Ks. Zdzisław Zieleźnik: kapłan zawsze oddany Bogu

Alina Świeży-Sobel

publikacja 20.01.2019 08:34

Ostatnie pożegnanie zmarłego kapłana odbyło się w kościele św. Maksymiliana w Czechowicach-Dziedzicach. Emerytowanego długoletniego proboszcza parafii w Cieszynie-Bobrku żegnali liczni księża oraz wierni z Cieszyna i rodzinnej parafii.

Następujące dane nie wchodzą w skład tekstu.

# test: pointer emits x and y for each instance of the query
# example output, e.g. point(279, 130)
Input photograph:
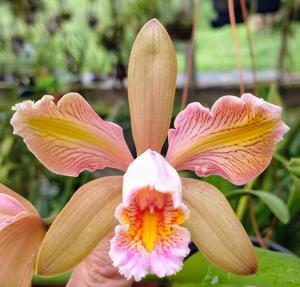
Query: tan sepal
point(82, 224)
point(216, 230)
point(151, 86)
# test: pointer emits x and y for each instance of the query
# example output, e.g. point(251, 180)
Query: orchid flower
point(157, 212)
point(21, 234)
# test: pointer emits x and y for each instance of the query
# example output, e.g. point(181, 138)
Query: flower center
point(150, 217)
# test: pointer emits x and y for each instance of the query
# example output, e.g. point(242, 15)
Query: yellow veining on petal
point(151, 216)
point(149, 229)
point(242, 135)
point(65, 130)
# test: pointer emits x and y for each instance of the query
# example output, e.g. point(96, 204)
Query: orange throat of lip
point(150, 216)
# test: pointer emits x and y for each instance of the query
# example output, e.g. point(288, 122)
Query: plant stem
point(58, 280)
point(237, 44)
point(254, 223)
point(250, 45)
point(281, 159)
point(190, 56)
point(242, 205)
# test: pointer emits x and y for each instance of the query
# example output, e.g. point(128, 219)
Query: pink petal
point(69, 137)
point(135, 262)
point(235, 139)
point(24, 203)
point(10, 205)
point(19, 244)
point(150, 169)
point(11, 210)
point(149, 239)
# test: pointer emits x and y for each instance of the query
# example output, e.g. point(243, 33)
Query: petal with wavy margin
point(235, 139)
point(86, 219)
point(216, 230)
point(151, 86)
point(19, 243)
point(69, 137)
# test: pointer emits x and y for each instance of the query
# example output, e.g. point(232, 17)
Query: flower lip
point(151, 170)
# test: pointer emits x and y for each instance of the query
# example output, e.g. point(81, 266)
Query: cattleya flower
point(157, 211)
point(21, 234)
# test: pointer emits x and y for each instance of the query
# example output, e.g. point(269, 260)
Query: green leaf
point(275, 270)
point(275, 204)
point(294, 166)
point(294, 197)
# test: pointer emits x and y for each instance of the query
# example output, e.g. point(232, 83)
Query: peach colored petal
point(22, 201)
point(82, 224)
point(151, 86)
point(97, 270)
point(235, 139)
point(19, 243)
point(69, 137)
point(9, 205)
point(216, 230)
point(11, 210)
point(150, 169)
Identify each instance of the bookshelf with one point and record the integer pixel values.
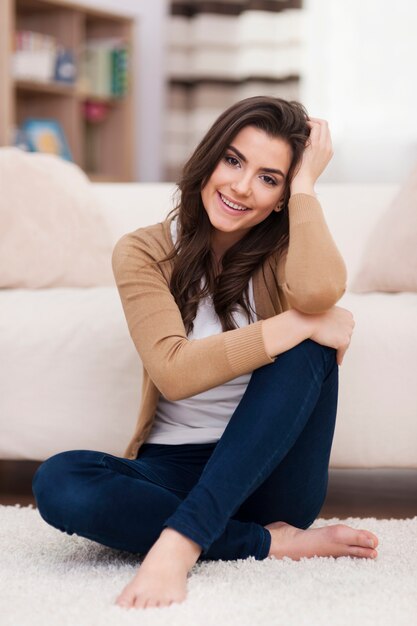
(103, 149)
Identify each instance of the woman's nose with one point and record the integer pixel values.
(241, 186)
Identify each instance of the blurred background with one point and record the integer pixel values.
(127, 88)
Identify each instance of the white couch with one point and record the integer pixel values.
(71, 377)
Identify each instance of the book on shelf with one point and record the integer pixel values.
(40, 57)
(104, 68)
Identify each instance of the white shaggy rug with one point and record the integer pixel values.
(48, 577)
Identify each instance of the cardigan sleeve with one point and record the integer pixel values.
(312, 274)
(179, 367)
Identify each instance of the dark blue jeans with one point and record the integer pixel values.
(271, 464)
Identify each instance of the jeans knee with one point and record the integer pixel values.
(51, 483)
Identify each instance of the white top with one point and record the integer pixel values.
(201, 418)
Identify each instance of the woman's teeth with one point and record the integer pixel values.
(232, 205)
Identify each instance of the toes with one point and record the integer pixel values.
(362, 552)
(365, 537)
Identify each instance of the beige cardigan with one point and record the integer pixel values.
(310, 277)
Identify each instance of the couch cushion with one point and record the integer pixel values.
(53, 233)
(389, 261)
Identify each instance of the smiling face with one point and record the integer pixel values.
(246, 185)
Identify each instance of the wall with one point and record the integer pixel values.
(360, 76)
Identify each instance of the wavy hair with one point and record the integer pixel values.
(194, 276)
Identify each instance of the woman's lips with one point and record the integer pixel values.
(229, 209)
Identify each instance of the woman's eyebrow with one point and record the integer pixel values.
(264, 169)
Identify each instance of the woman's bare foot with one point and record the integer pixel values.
(336, 540)
(162, 577)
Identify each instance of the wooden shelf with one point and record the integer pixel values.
(35, 86)
(111, 152)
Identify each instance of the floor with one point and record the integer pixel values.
(379, 493)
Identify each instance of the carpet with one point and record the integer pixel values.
(49, 577)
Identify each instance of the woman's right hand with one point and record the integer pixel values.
(333, 328)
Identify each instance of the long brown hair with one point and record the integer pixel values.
(193, 276)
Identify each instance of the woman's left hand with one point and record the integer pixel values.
(316, 155)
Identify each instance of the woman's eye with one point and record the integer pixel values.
(269, 180)
(231, 160)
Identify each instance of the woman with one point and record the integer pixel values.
(231, 305)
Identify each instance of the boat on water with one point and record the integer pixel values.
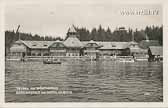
(51, 61)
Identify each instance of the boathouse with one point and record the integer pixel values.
(91, 49)
(114, 48)
(136, 51)
(72, 43)
(155, 53)
(57, 49)
(18, 49)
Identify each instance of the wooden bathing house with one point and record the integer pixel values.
(155, 53)
(91, 49)
(72, 43)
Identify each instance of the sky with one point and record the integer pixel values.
(54, 17)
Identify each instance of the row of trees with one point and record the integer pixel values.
(100, 34)
(120, 34)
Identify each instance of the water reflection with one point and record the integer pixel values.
(103, 81)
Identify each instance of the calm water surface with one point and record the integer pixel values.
(102, 81)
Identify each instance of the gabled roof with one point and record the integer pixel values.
(146, 44)
(113, 45)
(38, 44)
(72, 29)
(138, 50)
(73, 42)
(57, 44)
(156, 50)
(92, 43)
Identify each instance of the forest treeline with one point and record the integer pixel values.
(96, 34)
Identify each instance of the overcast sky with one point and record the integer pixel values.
(54, 18)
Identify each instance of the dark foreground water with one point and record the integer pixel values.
(103, 81)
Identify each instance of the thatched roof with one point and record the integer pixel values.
(156, 50)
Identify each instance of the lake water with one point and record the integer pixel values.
(101, 81)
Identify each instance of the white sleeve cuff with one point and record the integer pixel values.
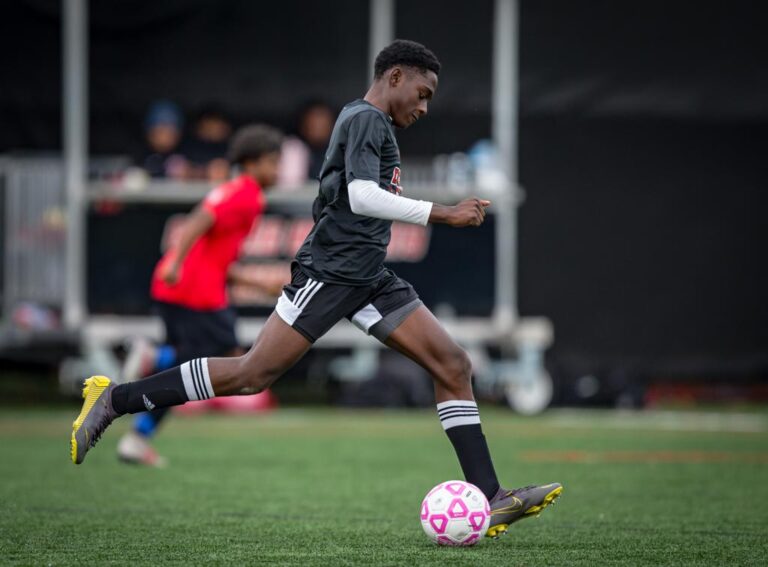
(368, 199)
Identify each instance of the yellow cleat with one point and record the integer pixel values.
(94, 418)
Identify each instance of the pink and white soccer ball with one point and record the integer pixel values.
(455, 513)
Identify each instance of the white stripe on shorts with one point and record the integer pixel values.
(366, 318)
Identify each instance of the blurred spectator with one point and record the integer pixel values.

Śp. ks. Zdzisław Zieleźnik spoczął w grobowcu kapłanów na cmentarzu parafii św. Katarzyny Śp. ks. Zdzisław Zieleźnik spoczął w grobowcu kapłanów na cmentarzu parafii św. Katarzyny
Alina Świeży-Sobel /Foto Gość

Ksiądz kan. Zdzisław Zieleźnik święcenia kapłańskie otrzymał w 1971 r. Był proboszczem w Cieszynie-Bobrku przez 29 lat. W 2016 r. przeszedł na emeryturę. Przez lata nękany problemami zdrowotnymi, cierpienia znosił cierpliwie i ofiarowywał je Bogu. Odszedł do Pana w 48. roku kapłaństwa i 73. roku życia. Ks. kan. Zdzisław Zieleźnik   Ks. kan. Zdzisław Zieleźnik
Alina Świeży-Sobel /Foto Gość

Pogrzebowej Eucharystii przewodniczył bp Piotr Greger. Przy ołtarzu wraz z kilkudziesięcioma kapłanami stanęli też: bp Marek Szkudło z Katowic, dziekani: ks. prał. Andrzej Raszka i ks. prał. Stefan Sputek. Na czele wiernych z parafii w Bobrku przybył obecny proboszcz ks. kan. Antoni Dewor, a w imieniu rodaków pożegnał zmarłego ks. kan. Kazimierz Janiurek, proboszcz parafii św. Maksymiliana.

Bp Marek Szkudło odczytał list od arcybiskupa seniora Damiana Zimonia. - Pamiętam go jako gorliwego wikariusza w mojej parafii Mariackiej w Katowicach. Wcześniej posługiwał w Czułowie, co często wspominał. Niech Pan Bóg wynagrodzi mu wszelkie dobro, jakie uczynił dla wspólnoty Kościoła - pisał abp Zimoń.

A bp Szkudło przywołał zapamiętane przez wielu, ulubione powiedzenie śp. ks. Zieleźnika: "byle pobożnie". - Podsumowywał w ten sposób wszelkie dyskusje podkreślając, że najważniejsze jest, by działo się tak, jak tego chce Bóg, a nie człowiek - wspominał bp Szkudło.

W kazaniu również ks. prał. Sputek wskazywał, że całe życie zmarłego kapłana było oddane jego służbie Bogu i ludziom. - Był także duszpasterzem rodzin i ojcem duchownym kapłanów w dekanacie cieszyńskim. To były dodatkowe zobowiązania, które wypełniał bardzo solidnie. Zawsze sumiennie przygotowywał konferencje, które wygłaszał. Żył dla innych i swoje życie i posługę im ofiarowywał - mówił ks. prał. Sputek.

Trumnę z ciałem śp. ks. kan. Zieleźnika złożono w grobowcu kapłanów na cmentarzu parafii św. Katarzyny.